Bericht vom 23/24.06.2020; 23.45h – 02.00h
Ausrüstung: Newton-Teleskop, Öffnung 428mm, Brennweite 1830mm, (f/4,25) Adler
Dobsonmontierung

verwendete Okulare: 21mm (87-fach) ; 13mm (140-fach), 10mm (183-fach), 8mm (228-fach), 6mm (303-fach) – Ethos-Serie, 9er Nagler mit 2,5-fach Powermate (505-fach), 6,7mm mit mit 2,5-fach Powermate (697-fach)
Ort: Freies Feld bei Beerbach, ca. 405m üNN
Temperatur: 23.30h +18, C ; 02.20 +16 C
Seeing: 2, später 1

Wetter: tags erst bewölkt, dann mehr und mehr aufklarend

Beobachtete Objekte:
Kometen: -
Planetarische Nebel: M27, NGC6828, NGC7027, Humason2-1
Gasnebel: M16, M17, NGC7027, NGC7023
Quasar: -
Planeten: -
Kugelsternhaufen: M13
Offene Sternhaufen: M11
Sterne: -
Galaxien:
HER: NGC6207
CYG: NGC6946
Supernovae: -

Letzte Chance zu dem Neumond. Zwar nur 2 Tage nach der Sommersonnenwende, doch da die Beobachtung 9 Tage davor so gut ging, hatten sich Nils und ich an gewohnter Stelle trotzdem verabredet. Arbeiten von 7 bis 13h und 17h bis 20h, dazwischen gut 100km Rennrad fahren. Noch eine kurze Vorbereitung, dann Powernapping von 21.30h bis 23h.
Bei der Fahrt zum Platz ist es um 23.15 noch recht hell, gen NO sieht man sogar noch einen leicht rötlichen Schein am Horizont. Die auf der Kante stehende, orange Mondsichel weist die Richtung. Kurz vor dem Ziel, auf den Fahrt den Hügel hoch erhasche ich noch einen letzten Blick, nur noch die obere Sichelhälfte ragt über den Horizont. Nils ist schon vor Ort. Aufbauen und justieren in gewohnter Routine.

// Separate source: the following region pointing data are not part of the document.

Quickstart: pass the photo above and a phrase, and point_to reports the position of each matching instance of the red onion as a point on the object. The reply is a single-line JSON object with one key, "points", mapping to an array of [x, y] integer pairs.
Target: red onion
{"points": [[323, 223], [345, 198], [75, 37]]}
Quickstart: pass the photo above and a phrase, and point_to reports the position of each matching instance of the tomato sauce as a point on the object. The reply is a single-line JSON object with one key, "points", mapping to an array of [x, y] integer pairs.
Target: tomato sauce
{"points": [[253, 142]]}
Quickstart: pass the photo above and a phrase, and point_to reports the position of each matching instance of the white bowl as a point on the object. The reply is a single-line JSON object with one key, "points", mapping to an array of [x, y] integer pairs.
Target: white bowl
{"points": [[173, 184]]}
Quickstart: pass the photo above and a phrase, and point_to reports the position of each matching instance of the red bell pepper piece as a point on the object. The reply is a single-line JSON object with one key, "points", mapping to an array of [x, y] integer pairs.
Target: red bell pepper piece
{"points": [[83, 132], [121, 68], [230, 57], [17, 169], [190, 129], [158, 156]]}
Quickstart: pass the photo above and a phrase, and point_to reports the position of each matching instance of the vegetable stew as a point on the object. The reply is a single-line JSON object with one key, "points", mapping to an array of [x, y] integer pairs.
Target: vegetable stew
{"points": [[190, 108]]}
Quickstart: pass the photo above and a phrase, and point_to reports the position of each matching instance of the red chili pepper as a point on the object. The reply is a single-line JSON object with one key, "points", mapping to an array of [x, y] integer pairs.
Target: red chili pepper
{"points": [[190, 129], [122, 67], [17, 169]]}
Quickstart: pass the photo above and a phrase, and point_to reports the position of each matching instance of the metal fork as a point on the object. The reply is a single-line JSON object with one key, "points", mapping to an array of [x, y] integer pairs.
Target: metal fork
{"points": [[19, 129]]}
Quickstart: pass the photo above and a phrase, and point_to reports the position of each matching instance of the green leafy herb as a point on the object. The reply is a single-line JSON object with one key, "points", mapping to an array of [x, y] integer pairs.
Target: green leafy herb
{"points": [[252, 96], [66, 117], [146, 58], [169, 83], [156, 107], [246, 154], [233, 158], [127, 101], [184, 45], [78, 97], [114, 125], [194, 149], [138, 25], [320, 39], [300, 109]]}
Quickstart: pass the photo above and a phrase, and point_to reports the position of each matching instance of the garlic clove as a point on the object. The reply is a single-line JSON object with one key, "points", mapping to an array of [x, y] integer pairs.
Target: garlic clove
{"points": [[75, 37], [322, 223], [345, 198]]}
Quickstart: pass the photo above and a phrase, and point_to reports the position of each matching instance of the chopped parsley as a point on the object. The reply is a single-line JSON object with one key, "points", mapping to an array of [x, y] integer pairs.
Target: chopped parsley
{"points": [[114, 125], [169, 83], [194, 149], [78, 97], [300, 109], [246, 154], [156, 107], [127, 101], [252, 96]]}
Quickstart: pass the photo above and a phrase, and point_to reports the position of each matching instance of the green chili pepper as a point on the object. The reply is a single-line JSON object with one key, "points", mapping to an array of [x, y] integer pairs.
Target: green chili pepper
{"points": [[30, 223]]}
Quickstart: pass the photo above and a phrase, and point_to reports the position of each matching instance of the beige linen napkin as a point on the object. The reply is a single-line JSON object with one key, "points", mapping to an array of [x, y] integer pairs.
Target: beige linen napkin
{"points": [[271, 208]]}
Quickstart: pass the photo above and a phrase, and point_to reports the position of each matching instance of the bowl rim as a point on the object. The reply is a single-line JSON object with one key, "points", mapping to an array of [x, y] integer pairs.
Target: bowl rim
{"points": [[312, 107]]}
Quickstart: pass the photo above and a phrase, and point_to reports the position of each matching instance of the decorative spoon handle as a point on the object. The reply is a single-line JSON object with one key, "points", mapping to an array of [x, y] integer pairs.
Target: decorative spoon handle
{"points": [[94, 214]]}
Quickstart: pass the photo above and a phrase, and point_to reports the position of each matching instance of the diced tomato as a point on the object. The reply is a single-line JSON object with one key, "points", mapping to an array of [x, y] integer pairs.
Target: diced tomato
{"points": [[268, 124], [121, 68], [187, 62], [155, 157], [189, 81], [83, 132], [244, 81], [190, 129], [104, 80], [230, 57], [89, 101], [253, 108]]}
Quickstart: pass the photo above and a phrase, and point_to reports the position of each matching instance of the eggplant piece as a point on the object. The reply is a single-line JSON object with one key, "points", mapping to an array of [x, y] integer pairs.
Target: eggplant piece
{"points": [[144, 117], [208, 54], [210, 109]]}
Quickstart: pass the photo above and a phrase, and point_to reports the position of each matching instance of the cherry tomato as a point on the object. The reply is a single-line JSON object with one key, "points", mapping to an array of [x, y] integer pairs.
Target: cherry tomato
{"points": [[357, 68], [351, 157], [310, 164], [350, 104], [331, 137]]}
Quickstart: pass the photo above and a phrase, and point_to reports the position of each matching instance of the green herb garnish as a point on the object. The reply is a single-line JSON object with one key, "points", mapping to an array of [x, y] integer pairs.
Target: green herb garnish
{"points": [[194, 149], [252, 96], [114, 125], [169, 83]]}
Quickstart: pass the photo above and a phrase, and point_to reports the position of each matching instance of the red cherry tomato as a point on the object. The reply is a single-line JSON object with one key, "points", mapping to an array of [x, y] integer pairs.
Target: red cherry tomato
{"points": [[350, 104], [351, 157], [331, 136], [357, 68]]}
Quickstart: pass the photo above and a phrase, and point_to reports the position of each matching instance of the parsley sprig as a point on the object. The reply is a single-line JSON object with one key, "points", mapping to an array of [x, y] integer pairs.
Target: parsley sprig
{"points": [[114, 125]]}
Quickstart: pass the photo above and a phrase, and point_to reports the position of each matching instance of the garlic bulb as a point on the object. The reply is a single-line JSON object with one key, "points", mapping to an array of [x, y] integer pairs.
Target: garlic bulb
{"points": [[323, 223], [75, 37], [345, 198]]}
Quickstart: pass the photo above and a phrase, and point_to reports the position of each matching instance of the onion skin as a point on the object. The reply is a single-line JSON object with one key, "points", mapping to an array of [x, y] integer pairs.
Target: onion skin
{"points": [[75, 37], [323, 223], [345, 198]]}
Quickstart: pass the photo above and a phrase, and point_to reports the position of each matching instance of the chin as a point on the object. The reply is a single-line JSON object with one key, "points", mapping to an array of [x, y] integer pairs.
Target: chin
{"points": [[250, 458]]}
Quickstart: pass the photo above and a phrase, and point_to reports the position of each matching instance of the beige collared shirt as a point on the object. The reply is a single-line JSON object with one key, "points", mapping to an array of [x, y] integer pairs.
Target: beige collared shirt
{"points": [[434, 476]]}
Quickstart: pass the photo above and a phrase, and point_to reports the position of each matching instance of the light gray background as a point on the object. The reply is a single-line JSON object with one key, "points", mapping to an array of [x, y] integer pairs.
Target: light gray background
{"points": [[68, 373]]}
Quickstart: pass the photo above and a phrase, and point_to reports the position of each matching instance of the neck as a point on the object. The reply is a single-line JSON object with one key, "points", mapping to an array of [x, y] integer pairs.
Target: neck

Schön ist es wieder auf freiem Feld zu stehen, der Horizont wirkt noch etwas dunstig (staubig?). Es wird dunkler, die tief im Osten liegende Milchstraße beginnt sich abzuheben, an Strukturen zu gewinnen. Ich starte mit einen hellen, hoch im SO stehenden

M27 - PN - HER (mag 7,3 – sbr 11,2; 7,2 * 4,2) SQM20,70
Der Nebel ist im 8x50 Sucher, deutlich erkennbar. Im Okular auch ohne Filter sind die senkrecht zur Hantelachse weiter herausragenden Nebelkomplexe erkennbar. Ich steigere die Vergrößerung über das 13er zum 10er: 183-fach. Ohne Filter ist der Zentralstern erkennbar, daneben sind nun im Nebelkomplex etwa ein Dutzend Lichtfünkchen ersichtlich, die Mehrzahl im Bereich der Hantelform. Der Nebel selbst ist relativ deutlich nach außen abgegrenzt, Randbereiche weisen größerer Helligkeit auf als flächige Zonen im Inneren. Nahe eines am Rand gelegenen relativ hellen Mag 11-Sterns ist der Nebel am deutlichsten in einer grob dreieckigen Region aufgehellt. Der Einsatz von einem O-III-Filter bringt merkliche Kontraststeigerung, aber nicht den riesigen Unterschied. Auch ohne Filter überaus sehenswert. Ich nehme mir viel Zeit und erstelle eine relativ detaillierte Skizze.

Helle Planetaries sind eine gute Wahl für Restdämmerung, so ziele ich nun auf den Blinking Planetary in Cygnus, weit vom noch schwach glimmenden Horizont in NO abgewendet.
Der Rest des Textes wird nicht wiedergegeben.